My parents are amazing people.
I know most people say that and sometimes unfortunately not enough can say that but I can and for that I am truly grateful!
Now I’m not saying they are 100% perfect, but with what they had they did their gah damn very best and as one of four of their children that’s all we could ever ask for.
Both my parents were born in Mexico and at young ages both moved to the U.S. with their families. Both graduated high school and both literally started from the bottom and worked their way up in their respective careers. Though I know it wasn't easy for them.
As a kid, I remember trying to stay up to catch my dad coming home late from work or having an art fair at school and not having them able to come because both were working. They weren't the parents who could always pick us up right after school or make it to all of our games. We were often left in after school care or picked up by family members and dropped off at our sports practice then later picked up by my parents. As a kid it wasn't that I felt they were never there because they were. They would literally get off work and come to us where ever we were, where ever we needed them to be. More often than not they would come to our practices still in their work clothes and just watch us (if my dad was coaching us he’d change from his work clothes and start coaching!). With four kids in soccer six-days-a-week, they never just had 8 hour work days. They made it when they can and when they did we were their sole focus.
But as a kid you see your classmates’ parents helping in the class whenever big events were happening or their parents would bring them lunch, go with us on field trips and you’re both sad and frustrated that your parents aren't those parents. Especially when you’re the third of four children and your parents have already been through all the same with your older siblings (god bless my little brother’s soul, for he was the fourth and they had already been through everything three times already).

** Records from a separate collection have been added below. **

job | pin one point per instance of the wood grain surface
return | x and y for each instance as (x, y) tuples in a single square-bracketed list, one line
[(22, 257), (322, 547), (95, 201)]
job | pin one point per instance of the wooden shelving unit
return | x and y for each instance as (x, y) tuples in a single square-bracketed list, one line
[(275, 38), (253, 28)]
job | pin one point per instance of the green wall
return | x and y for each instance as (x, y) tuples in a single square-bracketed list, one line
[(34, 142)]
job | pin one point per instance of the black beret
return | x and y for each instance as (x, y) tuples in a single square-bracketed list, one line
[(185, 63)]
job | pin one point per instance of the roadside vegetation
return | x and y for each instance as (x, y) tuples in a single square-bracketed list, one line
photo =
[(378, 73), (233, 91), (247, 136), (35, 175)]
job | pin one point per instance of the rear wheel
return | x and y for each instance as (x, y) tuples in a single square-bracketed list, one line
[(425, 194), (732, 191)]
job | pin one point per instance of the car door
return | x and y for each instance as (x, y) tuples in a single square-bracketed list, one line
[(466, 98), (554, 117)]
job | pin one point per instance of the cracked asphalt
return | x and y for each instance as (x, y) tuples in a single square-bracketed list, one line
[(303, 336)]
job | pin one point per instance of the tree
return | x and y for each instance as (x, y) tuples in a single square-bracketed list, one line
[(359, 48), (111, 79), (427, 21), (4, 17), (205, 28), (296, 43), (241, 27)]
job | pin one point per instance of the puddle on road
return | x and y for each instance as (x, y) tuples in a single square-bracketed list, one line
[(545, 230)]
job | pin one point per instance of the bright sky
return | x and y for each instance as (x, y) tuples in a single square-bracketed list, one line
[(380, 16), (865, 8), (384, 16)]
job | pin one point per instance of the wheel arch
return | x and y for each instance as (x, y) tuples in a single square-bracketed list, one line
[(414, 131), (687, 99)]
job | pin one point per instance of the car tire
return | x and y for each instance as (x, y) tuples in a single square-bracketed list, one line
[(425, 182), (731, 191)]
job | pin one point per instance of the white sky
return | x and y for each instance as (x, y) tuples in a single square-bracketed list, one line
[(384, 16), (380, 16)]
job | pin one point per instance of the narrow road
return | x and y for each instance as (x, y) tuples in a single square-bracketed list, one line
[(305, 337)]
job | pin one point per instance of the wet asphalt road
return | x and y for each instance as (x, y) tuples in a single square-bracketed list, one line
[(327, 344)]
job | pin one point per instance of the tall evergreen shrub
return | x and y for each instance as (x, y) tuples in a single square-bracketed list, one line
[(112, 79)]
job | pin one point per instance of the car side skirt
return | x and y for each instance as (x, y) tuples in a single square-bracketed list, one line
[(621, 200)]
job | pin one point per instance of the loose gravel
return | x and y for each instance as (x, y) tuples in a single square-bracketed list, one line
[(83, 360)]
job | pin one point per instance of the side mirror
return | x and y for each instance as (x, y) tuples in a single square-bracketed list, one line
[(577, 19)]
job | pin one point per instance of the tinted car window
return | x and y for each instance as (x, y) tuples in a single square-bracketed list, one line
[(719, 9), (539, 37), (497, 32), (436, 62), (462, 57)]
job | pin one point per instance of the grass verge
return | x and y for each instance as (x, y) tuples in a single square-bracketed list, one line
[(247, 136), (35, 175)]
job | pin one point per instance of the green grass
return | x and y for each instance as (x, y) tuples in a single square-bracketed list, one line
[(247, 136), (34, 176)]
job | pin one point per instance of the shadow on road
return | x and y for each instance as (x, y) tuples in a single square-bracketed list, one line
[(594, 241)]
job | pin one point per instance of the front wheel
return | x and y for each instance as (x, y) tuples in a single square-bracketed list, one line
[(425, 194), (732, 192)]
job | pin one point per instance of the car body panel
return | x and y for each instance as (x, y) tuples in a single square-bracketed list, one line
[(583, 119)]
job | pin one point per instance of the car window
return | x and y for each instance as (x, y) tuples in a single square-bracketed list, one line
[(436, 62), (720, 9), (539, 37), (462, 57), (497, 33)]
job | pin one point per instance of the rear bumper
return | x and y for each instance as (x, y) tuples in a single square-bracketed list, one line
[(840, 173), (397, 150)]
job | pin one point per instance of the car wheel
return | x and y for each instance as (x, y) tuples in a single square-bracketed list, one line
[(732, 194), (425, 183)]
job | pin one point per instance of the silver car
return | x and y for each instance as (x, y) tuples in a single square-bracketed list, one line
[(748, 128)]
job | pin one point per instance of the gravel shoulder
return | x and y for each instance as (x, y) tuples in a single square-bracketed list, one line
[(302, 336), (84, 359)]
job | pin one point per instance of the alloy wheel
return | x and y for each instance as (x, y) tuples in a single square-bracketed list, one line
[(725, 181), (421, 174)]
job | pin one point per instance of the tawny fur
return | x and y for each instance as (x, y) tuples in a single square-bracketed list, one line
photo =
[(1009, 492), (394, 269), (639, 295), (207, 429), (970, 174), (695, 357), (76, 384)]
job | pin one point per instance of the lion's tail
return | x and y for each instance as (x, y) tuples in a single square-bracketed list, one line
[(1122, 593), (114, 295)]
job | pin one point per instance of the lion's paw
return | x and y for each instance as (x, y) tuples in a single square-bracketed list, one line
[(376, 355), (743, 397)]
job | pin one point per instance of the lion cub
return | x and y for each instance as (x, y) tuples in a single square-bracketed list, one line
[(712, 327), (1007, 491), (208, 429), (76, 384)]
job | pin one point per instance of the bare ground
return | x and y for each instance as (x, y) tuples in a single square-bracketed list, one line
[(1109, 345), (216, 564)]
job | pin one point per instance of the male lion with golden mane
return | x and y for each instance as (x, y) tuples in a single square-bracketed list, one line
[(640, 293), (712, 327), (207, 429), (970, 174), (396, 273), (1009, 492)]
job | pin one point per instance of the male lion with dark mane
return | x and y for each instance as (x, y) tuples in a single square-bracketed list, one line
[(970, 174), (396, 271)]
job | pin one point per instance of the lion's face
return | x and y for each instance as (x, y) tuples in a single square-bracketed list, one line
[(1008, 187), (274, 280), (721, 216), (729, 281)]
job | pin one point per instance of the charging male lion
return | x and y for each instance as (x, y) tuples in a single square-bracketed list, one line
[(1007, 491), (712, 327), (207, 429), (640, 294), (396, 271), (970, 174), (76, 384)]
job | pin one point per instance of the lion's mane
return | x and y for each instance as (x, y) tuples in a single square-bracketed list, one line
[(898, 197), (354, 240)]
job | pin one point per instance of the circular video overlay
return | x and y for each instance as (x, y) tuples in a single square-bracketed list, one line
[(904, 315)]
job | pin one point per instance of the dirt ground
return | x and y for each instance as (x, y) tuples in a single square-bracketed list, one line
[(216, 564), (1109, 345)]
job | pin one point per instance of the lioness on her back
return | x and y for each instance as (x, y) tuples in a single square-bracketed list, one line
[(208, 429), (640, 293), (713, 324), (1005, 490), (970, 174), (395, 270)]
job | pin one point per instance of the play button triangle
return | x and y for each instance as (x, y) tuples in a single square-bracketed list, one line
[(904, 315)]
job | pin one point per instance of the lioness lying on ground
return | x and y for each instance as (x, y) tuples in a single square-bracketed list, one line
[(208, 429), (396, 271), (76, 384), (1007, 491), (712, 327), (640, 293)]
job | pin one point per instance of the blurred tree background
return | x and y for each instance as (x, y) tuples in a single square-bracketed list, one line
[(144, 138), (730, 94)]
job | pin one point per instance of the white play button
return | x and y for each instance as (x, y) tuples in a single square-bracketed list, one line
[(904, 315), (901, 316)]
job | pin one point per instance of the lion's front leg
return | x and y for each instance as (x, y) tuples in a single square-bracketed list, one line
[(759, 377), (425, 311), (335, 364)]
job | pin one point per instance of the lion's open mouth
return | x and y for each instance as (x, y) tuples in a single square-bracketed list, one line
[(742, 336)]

So as a kid that’s when it hurt the most, but now looking back I understand the sacrifices they made for me and my siblings.
They worked so long and hard so they could afford to put us in the best schools and allow us to play all of our extra curricular activities. Sure we didn't take summer vacations every year like other families, or have the hottest toy, or the coolest clothes but we still got presents on Christmas and our birthdays, we always had food in our fridge, I've lived in the same house my whole life and we all got to play soccer for our lives (trust me that equipment and league fees are not cheap). They did the best they could and provided us with the best they had.
To this day, they’re still providing for us! They have four adult children still living in their house and even though we all pitch in and pay the bills we can, they never once asked us to pay rent or even the bills we’re paying now. They always drove the point that as long as we were in school they would do whatever they can to help us continue our education. They didn't want us to put school as a back burner, they wanted us and still want us to get college degrees and be the most successful adults we could be. Neither one of them received college degrees or really had the opportunity to, so they always told us that what they wanted for us was what they couldn't have for themselves.
Even as I write this lengthy post, words cannot express how much they've done for us, not just financially but emotionally as well. Despite my family not being the best communicator for emotions, we've somehow managed. My parents never really talked openly to us about sex, drugs, and peer pressure (or not at least with me maybe my siblings) but they never had to….they raised us in a way that all that stuff was just common sense. They raised us in a unique way by guiding us without really hovering and commanding us. They trusted us! That’s a lot to say about a relationship with our parents. Sure they had rules we had to follow and sometimes we thought they were somewhat ridiculous but they weren't “crazy parents’ strict.”
Even to this day when I see how other people are with their parents, both sides now being adults, I see how unique it is to have the relationship I do with my parents. As we've grown, they've grown with us and that says something about them. Some parents no matter the age of their children still treat their children as kids and though my parents are still my parents and we’re still their kids, they also respect us as adults who live their own lives.
With both, my mom and dad, each losing one of their parents and being old enough to actually see and understand them processing that loss, I understand how lucky I am to have them with me.I understand how lucky I am to have this unique relationship with them. I understand that it won’t always be this way. And sure as we go on we will continue to not see eye-to-eye on certain things, but at least we have a relationship where that’s okay. Where it’s fine if we have different opinions, at least we have a relationship where both sides can disagree but still love each other and continue to spend time with each other, most people don’t have that!
So to my Mom and Dad, from the bottom of my heart, I thank you!
I also want to thank their parents for raising them in such a way that gave me and my siblings our parents.